There have been times when I had to read what was assigned: high school, college, graduate school, and I was so happy when they were over and I had time to read what I wanted. I did learn so much reading what was assigned and I learned how to do independent learning. At present I am reading about metros and cities changing the face of our globe: The Metropolitan Revolution.That is good daytime, full focus reading. It has helped me and no doubt others to transmute our frustration with governments into something pragmatic and innovative. It is a call to positive, creative action:
Power, in short, is shifting again in our country. We are, in the end, not a nation beholden to the 537 elected officials in the federal government, no matter how high the office. Nor are we a nation in thrall to almost 8,000 elected officials in state governments. Rather, we are a powerful, growing nation of 315 million people, with tens of thousands, if not hundreds of thousands, of individuals playing active, participatory leadership roles in their communities and metropolitan areas.
I love a good healthy rebellion! And Bruce Katz’s and Jennifer Bradley’s vocabularies are greater than my own. I enjoy looking up and learning new words! Not to mention grasping new concepts and ideas. Brain candy!
George R. R. Martin’s Feast for Crows is my fantasy book of choice at present. He is a master story teller who has created characters many of us miss when we don’t get to see them on Game of Thrones every Sunday. So I am well ahead of the story and looking forward to seeing it this fall. His books have a density and intensity that make great entertainment.
The third book I am reading now is Stephen King’s On Writing. It is a practical, helpful, insightful book for writers, his subtitle is A Memoir of the Craft. I actually haven’t read any of his books. They are a little intense for me, but I am enjoying this behind the scenes work of his and his willingness to be so open about himself and specific about the craft.

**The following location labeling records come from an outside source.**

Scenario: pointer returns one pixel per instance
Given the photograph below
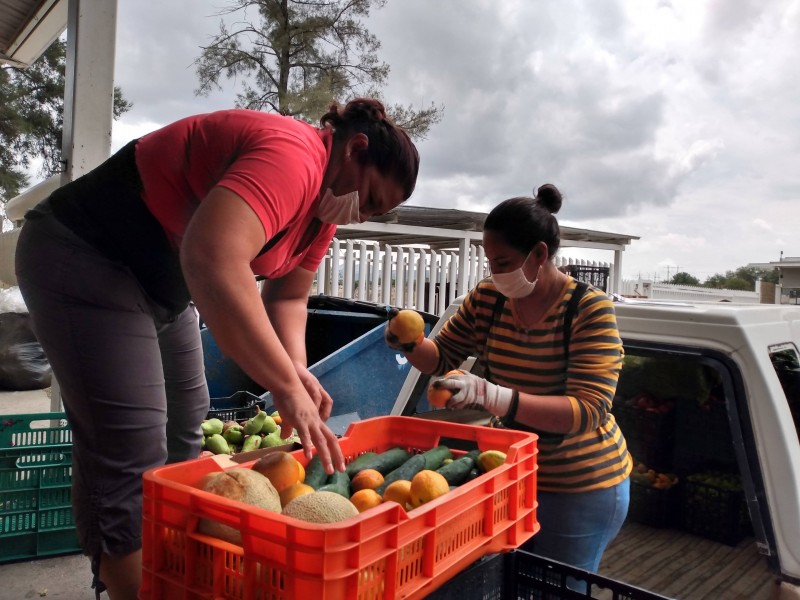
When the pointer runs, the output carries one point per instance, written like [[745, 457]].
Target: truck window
[[785, 361]]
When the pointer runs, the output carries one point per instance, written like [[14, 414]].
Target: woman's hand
[[471, 391], [299, 412], [321, 398]]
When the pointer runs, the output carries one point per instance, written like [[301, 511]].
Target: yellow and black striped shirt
[[593, 454]]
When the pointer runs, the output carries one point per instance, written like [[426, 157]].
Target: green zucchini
[[435, 456], [316, 476], [457, 471], [406, 472], [337, 482], [365, 461]]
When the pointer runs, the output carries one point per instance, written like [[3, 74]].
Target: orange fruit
[[293, 491], [281, 468], [427, 485], [408, 326], [398, 491], [368, 479], [439, 397], [366, 499]]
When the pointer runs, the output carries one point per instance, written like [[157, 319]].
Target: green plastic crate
[[35, 481]]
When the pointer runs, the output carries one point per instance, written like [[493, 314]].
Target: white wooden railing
[[405, 276]]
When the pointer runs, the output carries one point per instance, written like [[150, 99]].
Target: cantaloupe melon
[[244, 485], [321, 507]]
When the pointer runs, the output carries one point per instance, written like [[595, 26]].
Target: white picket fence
[[643, 288], [405, 276], [429, 280]]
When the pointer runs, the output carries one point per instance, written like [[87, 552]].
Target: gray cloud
[[675, 121]]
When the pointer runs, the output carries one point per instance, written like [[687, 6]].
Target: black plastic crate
[[236, 407], [702, 437], [596, 276], [520, 574], [713, 506], [653, 506], [649, 435]]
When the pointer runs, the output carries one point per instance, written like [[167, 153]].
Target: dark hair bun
[[549, 197]]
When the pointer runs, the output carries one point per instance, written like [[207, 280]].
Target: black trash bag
[[23, 365]]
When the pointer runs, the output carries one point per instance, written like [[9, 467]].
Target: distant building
[[788, 277]]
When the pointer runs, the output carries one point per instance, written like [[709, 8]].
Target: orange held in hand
[[408, 326], [439, 397]]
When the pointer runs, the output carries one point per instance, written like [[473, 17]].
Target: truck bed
[[686, 567]]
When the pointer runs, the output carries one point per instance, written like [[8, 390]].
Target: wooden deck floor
[[686, 567]]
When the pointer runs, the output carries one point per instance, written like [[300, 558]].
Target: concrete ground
[[65, 577]]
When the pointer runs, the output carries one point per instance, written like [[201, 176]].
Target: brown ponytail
[[390, 149]]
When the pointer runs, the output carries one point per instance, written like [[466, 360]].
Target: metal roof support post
[[463, 265], [348, 271], [89, 85], [335, 261], [421, 272], [375, 272], [444, 282], [400, 280], [363, 270], [432, 272], [88, 96], [615, 280], [386, 271]]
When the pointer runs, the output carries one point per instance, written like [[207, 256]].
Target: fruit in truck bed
[[281, 468], [398, 491], [254, 424], [211, 426], [269, 425], [321, 507], [368, 479], [407, 470], [337, 482], [217, 444], [408, 326], [427, 485], [366, 499], [295, 491], [490, 459], [244, 485], [439, 397]]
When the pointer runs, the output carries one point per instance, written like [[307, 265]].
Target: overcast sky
[[675, 121]]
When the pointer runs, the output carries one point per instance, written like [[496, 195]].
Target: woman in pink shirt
[[109, 263]]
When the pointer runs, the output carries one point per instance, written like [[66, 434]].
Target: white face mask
[[514, 284], [339, 210]]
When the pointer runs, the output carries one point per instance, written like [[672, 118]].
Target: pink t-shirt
[[274, 163]]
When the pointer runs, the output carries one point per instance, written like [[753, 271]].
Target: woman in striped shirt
[[550, 366]]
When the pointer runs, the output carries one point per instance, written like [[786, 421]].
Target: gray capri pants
[[131, 376]]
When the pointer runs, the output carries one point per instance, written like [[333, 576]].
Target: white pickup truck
[[710, 395]]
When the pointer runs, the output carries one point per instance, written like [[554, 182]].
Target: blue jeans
[[576, 528]]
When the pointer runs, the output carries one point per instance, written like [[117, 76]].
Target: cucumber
[[435, 456], [384, 462], [406, 471], [358, 464], [338, 482], [316, 476], [457, 471]]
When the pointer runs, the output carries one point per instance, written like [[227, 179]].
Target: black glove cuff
[[512, 410]]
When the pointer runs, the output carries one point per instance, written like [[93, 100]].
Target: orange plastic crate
[[383, 553]]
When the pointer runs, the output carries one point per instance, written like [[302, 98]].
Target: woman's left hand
[[471, 391], [321, 398]]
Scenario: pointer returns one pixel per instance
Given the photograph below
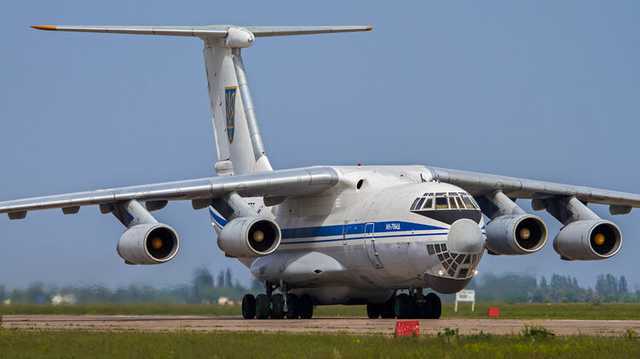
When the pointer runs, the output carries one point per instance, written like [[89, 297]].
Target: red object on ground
[[407, 328], [493, 312]]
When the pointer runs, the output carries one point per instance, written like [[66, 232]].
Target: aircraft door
[[370, 245]]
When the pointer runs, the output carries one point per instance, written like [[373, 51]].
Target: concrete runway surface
[[320, 325]]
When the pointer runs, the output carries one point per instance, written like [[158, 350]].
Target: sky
[[540, 89]]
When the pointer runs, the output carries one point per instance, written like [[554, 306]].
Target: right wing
[[208, 31], [285, 183]]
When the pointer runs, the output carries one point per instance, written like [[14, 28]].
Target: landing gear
[[263, 306], [407, 306], [293, 306], [277, 305], [248, 306]]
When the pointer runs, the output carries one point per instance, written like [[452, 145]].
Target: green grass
[[78, 344], [508, 311]]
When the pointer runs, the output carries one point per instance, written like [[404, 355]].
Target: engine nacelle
[[588, 240], [152, 243], [516, 234], [249, 237], [239, 38]]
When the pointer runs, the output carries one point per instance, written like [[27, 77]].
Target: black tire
[[277, 306], [248, 306], [387, 310], [435, 306], [373, 310], [263, 306], [293, 306], [404, 305], [306, 307]]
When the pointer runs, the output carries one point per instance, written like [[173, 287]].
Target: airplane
[[388, 237]]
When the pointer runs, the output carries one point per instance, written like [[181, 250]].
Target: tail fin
[[238, 141]]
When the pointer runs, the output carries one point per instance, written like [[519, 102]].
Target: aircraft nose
[[465, 237]]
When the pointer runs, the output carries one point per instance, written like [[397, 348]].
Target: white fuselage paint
[[351, 245]]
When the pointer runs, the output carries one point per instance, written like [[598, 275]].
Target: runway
[[320, 325]]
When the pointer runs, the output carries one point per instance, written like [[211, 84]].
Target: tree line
[[206, 288]]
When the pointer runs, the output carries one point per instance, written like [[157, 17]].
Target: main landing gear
[[406, 306], [277, 305]]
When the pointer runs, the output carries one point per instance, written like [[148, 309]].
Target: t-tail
[[238, 141]]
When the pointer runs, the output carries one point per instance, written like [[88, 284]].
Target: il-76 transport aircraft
[[374, 235]]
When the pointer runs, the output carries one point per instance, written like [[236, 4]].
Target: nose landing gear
[[407, 306]]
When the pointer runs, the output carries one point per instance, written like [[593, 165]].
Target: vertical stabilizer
[[236, 131]]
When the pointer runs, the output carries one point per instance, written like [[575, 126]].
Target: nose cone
[[465, 237]]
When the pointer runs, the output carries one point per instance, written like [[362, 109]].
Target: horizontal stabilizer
[[209, 31]]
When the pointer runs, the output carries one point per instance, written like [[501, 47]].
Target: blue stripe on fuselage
[[218, 219]]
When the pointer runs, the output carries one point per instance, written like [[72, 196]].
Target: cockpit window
[[413, 206], [459, 202], [441, 202], [428, 204], [469, 202], [452, 201], [444, 201]]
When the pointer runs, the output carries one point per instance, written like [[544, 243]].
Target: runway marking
[[321, 325]]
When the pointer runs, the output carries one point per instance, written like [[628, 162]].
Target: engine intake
[[152, 243], [516, 234], [249, 237], [588, 240]]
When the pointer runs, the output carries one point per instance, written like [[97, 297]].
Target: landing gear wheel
[[277, 306], [263, 306], [293, 306], [387, 310], [374, 310], [433, 305], [306, 307], [248, 306], [404, 306]]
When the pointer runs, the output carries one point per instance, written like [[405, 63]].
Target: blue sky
[[541, 89]]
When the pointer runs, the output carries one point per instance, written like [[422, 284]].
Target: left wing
[[483, 183], [285, 183]]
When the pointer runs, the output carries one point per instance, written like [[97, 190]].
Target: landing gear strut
[[277, 305]]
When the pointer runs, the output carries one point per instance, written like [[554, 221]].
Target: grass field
[[508, 311], [76, 344]]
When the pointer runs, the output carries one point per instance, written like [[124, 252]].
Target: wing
[[285, 183], [482, 183]]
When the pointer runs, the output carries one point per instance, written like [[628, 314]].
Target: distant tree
[[228, 279], [623, 287], [220, 279], [202, 285]]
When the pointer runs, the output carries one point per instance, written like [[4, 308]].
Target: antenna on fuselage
[[237, 136]]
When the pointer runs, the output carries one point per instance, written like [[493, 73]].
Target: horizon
[[543, 90]]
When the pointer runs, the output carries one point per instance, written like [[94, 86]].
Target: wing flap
[[296, 182], [208, 31]]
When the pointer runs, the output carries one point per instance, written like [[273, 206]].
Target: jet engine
[[588, 240], [151, 243], [249, 237], [516, 234]]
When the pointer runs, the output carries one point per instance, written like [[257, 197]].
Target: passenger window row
[[444, 200]]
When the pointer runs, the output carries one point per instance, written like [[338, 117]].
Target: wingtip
[[45, 27]]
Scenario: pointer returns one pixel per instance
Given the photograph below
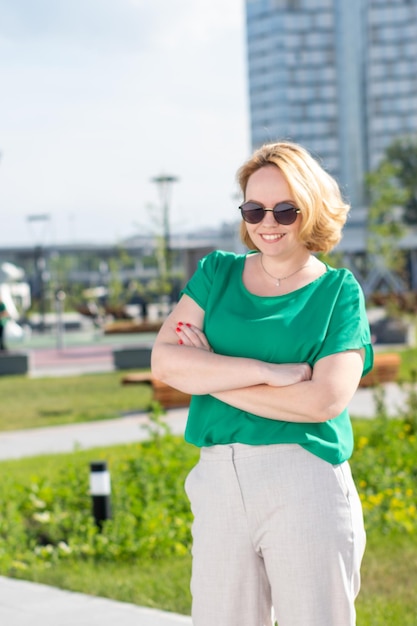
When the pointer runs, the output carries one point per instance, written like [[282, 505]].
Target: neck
[[289, 271]]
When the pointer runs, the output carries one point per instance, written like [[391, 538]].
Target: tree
[[385, 216], [402, 155]]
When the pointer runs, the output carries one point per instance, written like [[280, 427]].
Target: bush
[[47, 518]]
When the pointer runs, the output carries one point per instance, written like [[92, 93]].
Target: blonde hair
[[315, 192]]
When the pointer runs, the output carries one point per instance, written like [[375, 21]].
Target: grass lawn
[[389, 572], [36, 402]]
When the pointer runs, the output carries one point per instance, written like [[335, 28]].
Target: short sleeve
[[199, 285], [348, 326]]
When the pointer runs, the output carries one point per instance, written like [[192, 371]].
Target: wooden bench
[[385, 370], [167, 396]]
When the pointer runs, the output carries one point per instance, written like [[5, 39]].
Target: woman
[[272, 345]]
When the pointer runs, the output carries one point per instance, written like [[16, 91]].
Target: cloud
[[98, 96]]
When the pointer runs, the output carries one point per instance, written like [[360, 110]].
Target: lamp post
[[40, 264], [164, 183]]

Alexander McCall Smith writes the kind of book I like to read at bedtime. His characters are everyday people who do everyday things in locales other than mine. His interior descriptions of what people think and feel, their motivations and opinions, delights me. The Dog Who Came in from the Cold which is the second on his Corduroy Mansions series. He weaves the lives of characters who live in an apartment building of that name through short chapters with names like “The Use of the Subjunctive”. His stories soothe me just like the stories my mom used to read to my sister and me at bedtime. They are about people and far away places who are more like me than they are different. There is a warm humanness in his work.
Stephen King says writers read and learn from other authors. I agree as do many other writers. Enjoying and comparing many styles is a delight of the free. I am certainly loving my freedom. How about you?